コラム

クレジットカードでも領収書を必ずもらう

2012年6月11日 | 税金の基礎知識

カード精算書では不十分

カード会社が発行するクレジット利用明細を経費の根拠書類としていませんか?
クレジットカード利用明細には、いつ、どこの店で、いくら使ったかが一覧記載されています。経費精算には便利なのでこれを利用している方もおられるのではないかと思います。

要するにカード精算書を領収書の代わりにしているということですね。

さて、便利に思われるカード精算書は本当に領収書(請求書)の代わりになるのでしょうか?

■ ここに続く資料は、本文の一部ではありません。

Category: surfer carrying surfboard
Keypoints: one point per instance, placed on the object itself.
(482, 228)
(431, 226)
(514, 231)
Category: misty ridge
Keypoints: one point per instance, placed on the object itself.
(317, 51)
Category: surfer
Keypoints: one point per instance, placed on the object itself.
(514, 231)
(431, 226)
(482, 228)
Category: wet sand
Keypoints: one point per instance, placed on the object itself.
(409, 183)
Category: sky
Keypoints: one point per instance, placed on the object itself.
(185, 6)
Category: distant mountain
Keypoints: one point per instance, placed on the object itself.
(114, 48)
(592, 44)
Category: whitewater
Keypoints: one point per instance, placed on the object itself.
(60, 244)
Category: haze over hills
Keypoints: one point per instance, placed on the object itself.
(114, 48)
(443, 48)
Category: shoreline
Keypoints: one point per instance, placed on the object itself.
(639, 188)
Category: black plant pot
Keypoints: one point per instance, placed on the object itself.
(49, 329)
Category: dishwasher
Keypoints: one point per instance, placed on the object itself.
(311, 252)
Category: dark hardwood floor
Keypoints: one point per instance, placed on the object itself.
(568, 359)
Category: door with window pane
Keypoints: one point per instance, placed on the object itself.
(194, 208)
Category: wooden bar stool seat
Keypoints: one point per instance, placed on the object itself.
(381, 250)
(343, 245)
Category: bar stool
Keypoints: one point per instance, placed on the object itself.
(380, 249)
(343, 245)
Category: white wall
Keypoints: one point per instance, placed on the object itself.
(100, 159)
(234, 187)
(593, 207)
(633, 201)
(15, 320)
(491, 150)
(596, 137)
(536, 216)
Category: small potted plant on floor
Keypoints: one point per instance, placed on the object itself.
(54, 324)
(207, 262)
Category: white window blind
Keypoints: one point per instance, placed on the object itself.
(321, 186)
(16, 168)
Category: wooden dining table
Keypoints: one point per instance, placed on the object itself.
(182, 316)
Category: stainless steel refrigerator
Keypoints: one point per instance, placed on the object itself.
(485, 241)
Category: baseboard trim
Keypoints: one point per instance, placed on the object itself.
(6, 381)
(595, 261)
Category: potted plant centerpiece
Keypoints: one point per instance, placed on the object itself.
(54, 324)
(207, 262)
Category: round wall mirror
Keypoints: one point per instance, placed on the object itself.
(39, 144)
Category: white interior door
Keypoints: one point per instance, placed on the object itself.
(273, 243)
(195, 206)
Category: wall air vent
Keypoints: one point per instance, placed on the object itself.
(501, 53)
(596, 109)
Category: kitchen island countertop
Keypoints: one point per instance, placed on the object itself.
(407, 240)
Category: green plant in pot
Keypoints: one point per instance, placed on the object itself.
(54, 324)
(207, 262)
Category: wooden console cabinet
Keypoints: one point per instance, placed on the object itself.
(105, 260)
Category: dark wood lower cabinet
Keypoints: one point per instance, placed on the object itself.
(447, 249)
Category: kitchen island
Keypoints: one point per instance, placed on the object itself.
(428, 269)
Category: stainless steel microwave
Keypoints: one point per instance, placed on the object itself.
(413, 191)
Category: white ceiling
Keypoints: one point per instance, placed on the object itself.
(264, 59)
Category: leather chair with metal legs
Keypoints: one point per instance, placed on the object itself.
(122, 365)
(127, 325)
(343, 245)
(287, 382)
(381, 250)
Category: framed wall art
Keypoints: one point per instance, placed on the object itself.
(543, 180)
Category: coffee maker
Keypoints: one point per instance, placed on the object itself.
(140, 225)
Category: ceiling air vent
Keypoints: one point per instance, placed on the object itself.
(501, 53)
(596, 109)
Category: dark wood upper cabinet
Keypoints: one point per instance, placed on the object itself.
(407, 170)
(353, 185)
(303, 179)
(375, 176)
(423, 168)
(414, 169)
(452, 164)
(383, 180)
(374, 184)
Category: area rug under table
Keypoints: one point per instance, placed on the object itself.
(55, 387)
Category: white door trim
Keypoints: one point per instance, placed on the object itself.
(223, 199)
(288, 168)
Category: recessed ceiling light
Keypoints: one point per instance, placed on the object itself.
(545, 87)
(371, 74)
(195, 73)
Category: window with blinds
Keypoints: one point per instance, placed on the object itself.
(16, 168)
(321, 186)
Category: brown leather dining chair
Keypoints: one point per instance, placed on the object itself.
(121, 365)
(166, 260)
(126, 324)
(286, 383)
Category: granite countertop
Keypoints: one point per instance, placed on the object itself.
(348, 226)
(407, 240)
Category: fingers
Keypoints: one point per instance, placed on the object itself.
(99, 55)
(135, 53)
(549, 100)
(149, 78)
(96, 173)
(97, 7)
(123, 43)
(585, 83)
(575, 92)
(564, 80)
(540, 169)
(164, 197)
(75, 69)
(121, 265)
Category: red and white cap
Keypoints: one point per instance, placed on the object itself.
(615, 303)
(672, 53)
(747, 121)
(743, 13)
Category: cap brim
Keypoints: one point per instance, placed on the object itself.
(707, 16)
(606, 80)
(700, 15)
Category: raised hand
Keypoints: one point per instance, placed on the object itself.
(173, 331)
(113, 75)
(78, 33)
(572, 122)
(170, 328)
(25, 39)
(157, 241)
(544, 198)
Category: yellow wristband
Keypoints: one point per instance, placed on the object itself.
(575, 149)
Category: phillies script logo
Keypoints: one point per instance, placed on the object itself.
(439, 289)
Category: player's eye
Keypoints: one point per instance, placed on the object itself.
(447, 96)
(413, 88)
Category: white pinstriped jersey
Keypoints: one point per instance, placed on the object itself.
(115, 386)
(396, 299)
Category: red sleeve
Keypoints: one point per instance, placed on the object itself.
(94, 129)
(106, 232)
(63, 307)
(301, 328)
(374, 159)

国税庁のHPでは領収書の代わりにはならないと書いてあります

カード会社からの請求明細書(国税庁HP)
【照会要旨】
法人カードを利用している場合には、カード会社から一定期間ごとに請求明細書が交付されますが、この請求明細書は消費税法第30条第9項《仕入税額控除に係る請求書等の記載事項》に規定する請求書等に該当するのでしょうか。
【回答要旨】
クレジットカード会社がそのカードの利用者に交付する請求明細書等は、そのカード利用者である事業者に対して課税資産の譲渡等を行った他の事業者が作成・交付した書類ではありませんから、消費税法第30条第9項に規定する請求書等には該当しません。(以下省略)

そこで、消費税法30条は何か書かれているかというと、

消費税法第30条
9 第7項に規定する請求書等とは、次に掲げる書類をいう、
一 事業者に対し課税資産の譲渡等を行う他の事業者が、当該課税資産の譲渡等につき当該事業者に交付する請求書、納品書その他これらに類する書類で次に掲げる事項が記載されているもの
イ 書類の作成者の氏名又は名称
ロ 課税資産の譲渡等を行った年月日(課税期間の範囲内で一定の期間内に行った課税資産の譲渡等につきまとめて当該書類を作成する場合には、当該一定の期間)
ハ 課税資産の譲渡等に係る資産又は役務の内容
ニ 課税資産の譲渡等の対価の額(当該課税資産の譲渡等に係る消費税額及び地方消費税額に相当する額がある場合には、当該相当する額を含む。)
ホ 書類の交付を受ける当該事業者の氏名又は名称

消費税法30条9項の要件を満たす書類を保存していないと、その取引について仕入税額控除を適用できないことになるわけです。上記国税庁HPのQ&Aは消費税法の話で法人税法についての話ではありません。

カード会社から発行される明細書は、

  1. 利用したお店が発行したものではない
  2.  カード利用の内容が明記されていない

という点で要件不足という訳です。
超形式的な対応で、がっくりさせられますけど、法律に書いてあるのでそうするしかないようです。

結局、消費税の仕入控除の対象とするには、カード精算書ではなく、お店の領収書もしくは店舗で交付されるカード利用明細を保管しておかなければならないことになります。
税務調査でこんな細かいところまでチェックされないかもしれませんが、指摘される可能瀬もあるのでご注意ください。

上記の点は、消費税の免税事業者や簡易課税を選択している会社には関係ありませんので誤解のないよう。

法人税法の方も気になりますが、法人税法には書類の発行要件のようなものまで記載されていないようです。
以前税務調査で、カード精算書は領収書に該当しないから損金算入は認められない!と指摘されたこともありました。そのときは何とか収まりましたけど、店舗が発行した領収書もしくはカード利用明細を会社保管しておいた方がよいでしょうね。